I have always loved Jane Austen’s novels. Love overcoming obstacles, and the smart girl winning out in the end, regardless of dim-witted relatives and/or social obstacles thrown in her path. It all appealed to me, but no character rang more true than Emma.
Slightly (or more than slightly) spoiled? Definitely. But Emma was wise beyond her years, and always wanted to take care of those she held dear. And what better way to take care of them, than to find them love? While she may have been proven wrong again and again, when it came to her match-making impulses (Mr. Elton and Harriet Smith, or in more modern Clueless parlance, Elton and Tai? Terrible match!), her good intentions made up for her hubris in my eyes. That said, if there’s anything I learned from that classic tale, it is that meddling in the love lives of others is likely to bring stress—even pain—onto oneself.

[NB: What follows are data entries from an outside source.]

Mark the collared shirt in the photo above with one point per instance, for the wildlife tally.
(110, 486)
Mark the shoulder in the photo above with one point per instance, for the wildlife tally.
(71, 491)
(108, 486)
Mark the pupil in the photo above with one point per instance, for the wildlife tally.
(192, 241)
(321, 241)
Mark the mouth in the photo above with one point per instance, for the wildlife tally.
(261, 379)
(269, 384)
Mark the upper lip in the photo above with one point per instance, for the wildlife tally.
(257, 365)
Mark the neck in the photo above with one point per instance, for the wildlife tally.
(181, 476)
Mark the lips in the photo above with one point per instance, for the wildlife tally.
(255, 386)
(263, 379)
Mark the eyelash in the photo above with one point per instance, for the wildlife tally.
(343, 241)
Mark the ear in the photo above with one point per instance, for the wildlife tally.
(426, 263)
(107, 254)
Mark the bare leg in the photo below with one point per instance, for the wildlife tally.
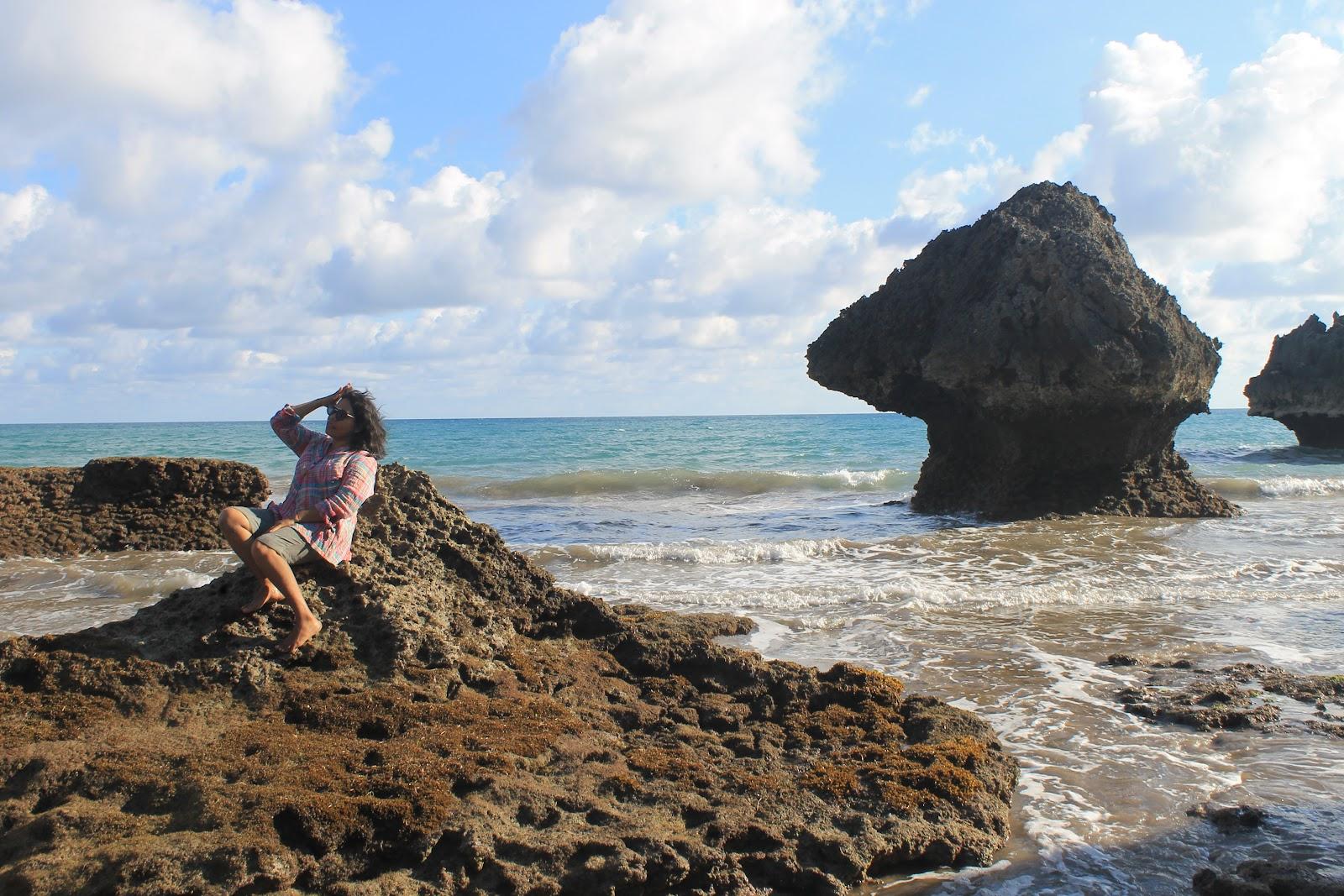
(306, 624)
(233, 524)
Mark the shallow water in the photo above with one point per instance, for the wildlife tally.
(790, 521)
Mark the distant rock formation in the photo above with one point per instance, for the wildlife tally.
(1052, 369)
(464, 726)
(118, 503)
(1303, 383)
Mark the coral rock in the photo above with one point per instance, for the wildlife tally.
(461, 725)
(120, 503)
(1050, 369)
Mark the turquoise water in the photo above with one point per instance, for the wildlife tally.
(799, 523)
(578, 479)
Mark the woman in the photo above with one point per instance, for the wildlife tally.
(316, 520)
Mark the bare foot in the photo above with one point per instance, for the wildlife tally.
(304, 631)
(269, 595)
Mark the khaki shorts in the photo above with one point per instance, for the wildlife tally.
(288, 543)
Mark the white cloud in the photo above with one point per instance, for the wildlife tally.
(219, 230)
(685, 100)
(925, 137)
(265, 74)
(1062, 149)
(22, 212)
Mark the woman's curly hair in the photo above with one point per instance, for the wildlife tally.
(370, 434)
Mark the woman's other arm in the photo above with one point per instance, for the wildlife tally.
(356, 484)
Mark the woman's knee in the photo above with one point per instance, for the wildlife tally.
(230, 519)
(264, 551)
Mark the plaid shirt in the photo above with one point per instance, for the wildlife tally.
(331, 483)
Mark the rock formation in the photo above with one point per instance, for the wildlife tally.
(118, 503)
(1052, 369)
(463, 725)
(1242, 694)
(1261, 878)
(1303, 383)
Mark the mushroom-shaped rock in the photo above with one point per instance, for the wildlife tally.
(1050, 369)
(1303, 383)
(461, 725)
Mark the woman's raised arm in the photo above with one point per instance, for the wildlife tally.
(286, 422)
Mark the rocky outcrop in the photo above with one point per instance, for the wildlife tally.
(1242, 694)
(1052, 369)
(118, 503)
(1303, 383)
(1260, 878)
(464, 726)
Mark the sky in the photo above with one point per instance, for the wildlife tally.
(635, 207)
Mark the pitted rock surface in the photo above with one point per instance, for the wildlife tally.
(1052, 371)
(1261, 878)
(1241, 694)
(1303, 383)
(464, 726)
(120, 503)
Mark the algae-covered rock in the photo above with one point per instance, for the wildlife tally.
(118, 503)
(464, 726)
(1052, 371)
(1303, 383)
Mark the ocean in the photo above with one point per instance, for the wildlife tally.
(800, 523)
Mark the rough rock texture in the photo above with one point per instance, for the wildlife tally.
(118, 503)
(1303, 383)
(1052, 369)
(1242, 694)
(1258, 878)
(463, 725)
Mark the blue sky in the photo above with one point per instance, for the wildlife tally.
(638, 207)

I have heeded Emma’s lesson in my own life as much as possible. While I love dreaming up combinations of single friends that might hit it off, and have gone so far as to engineer a run in or casual, circumstantial hang out, my hope has always been that said friends will take it and run with it from there. Many people I know haven’t been so lucky (maybe they should have spent more time nerding out over Ms. Austen like I did), and the results have been rarely pleasurable for any of the parties involved.
Matchmaking, it turns out, is a fraught business. What appears innocent enough—the impulse to connect two like-minded single friends in the hopes that they’ll immediately see stars and elope to Vegas—often results in the role of mandatory pre-couple counselor to both single parties.

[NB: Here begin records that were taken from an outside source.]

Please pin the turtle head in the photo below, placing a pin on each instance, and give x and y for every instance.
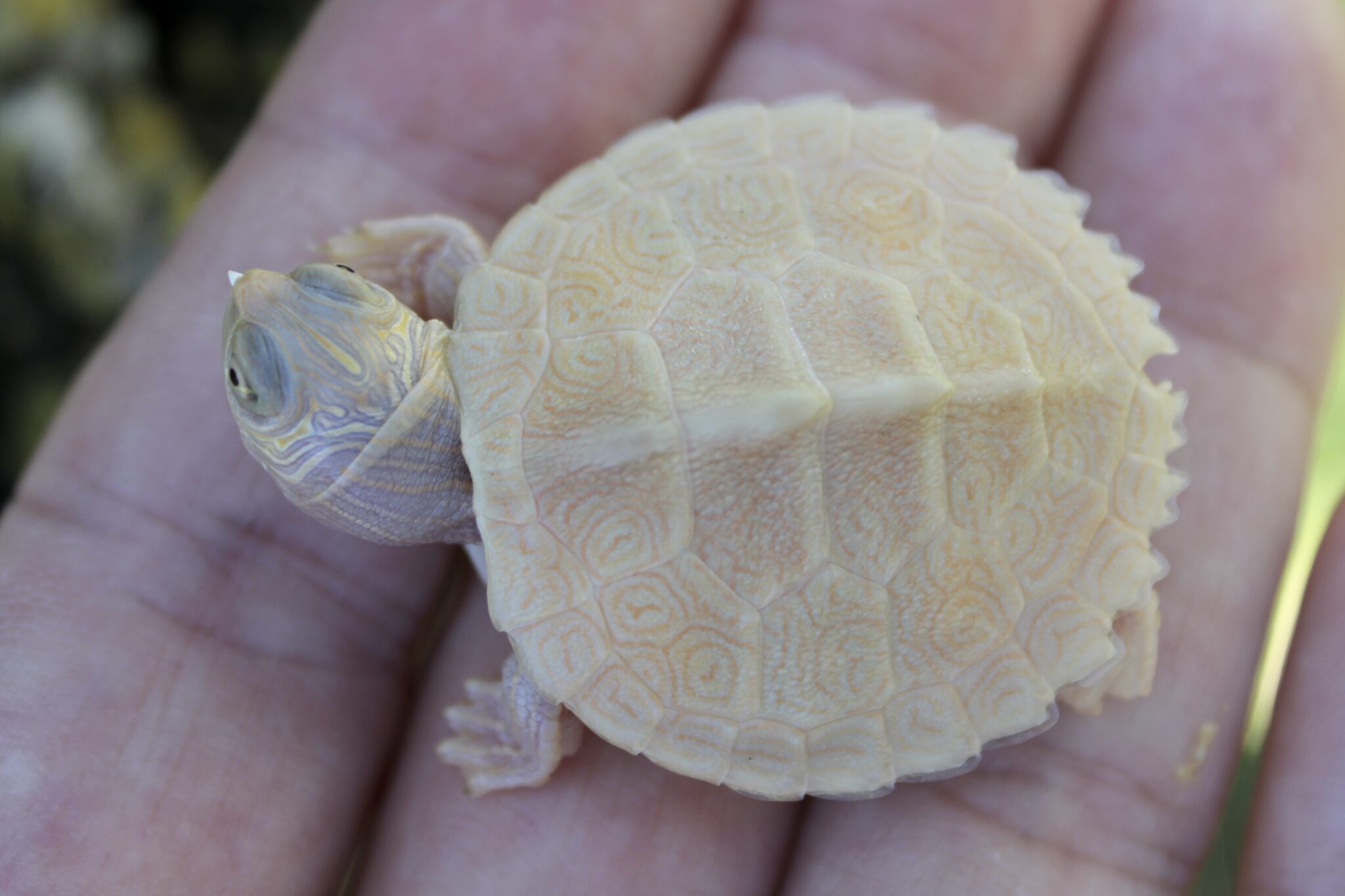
(343, 394)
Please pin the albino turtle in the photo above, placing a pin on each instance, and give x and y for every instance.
(810, 445)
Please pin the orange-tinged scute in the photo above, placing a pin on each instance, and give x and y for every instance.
(816, 449)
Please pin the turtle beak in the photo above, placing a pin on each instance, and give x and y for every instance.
(255, 297)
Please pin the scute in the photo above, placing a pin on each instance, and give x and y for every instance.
(814, 449)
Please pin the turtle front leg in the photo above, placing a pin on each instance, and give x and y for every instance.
(420, 259)
(508, 735)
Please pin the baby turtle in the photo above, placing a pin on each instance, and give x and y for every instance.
(810, 445)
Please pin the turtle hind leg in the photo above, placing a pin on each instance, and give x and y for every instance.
(420, 259)
(508, 735)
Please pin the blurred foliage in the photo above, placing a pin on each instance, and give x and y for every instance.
(114, 114)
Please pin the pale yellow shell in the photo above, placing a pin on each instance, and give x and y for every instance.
(813, 448)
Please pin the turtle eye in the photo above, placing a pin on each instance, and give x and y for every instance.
(257, 371)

One friend, let’s call her Jemma, has recently sworn off matchmaking after many years of enthusiastic attempts. Amongst her landscape of friends, she always seemed able to find two individuals with enough in common to make a good match on paper, but unlikely to happen upon each other unless a mutual friend decided to manufacture the link and introduce them. The problem for Jemma, it turned out, was that these matches would immediately become her personal responsibility.
“If the first date went well, I would hear from both of them,” Jemma recalls. “But if it didn’t, I would just hear from the one who was more into it, hoping that I had heard from the other and could pass along intel.”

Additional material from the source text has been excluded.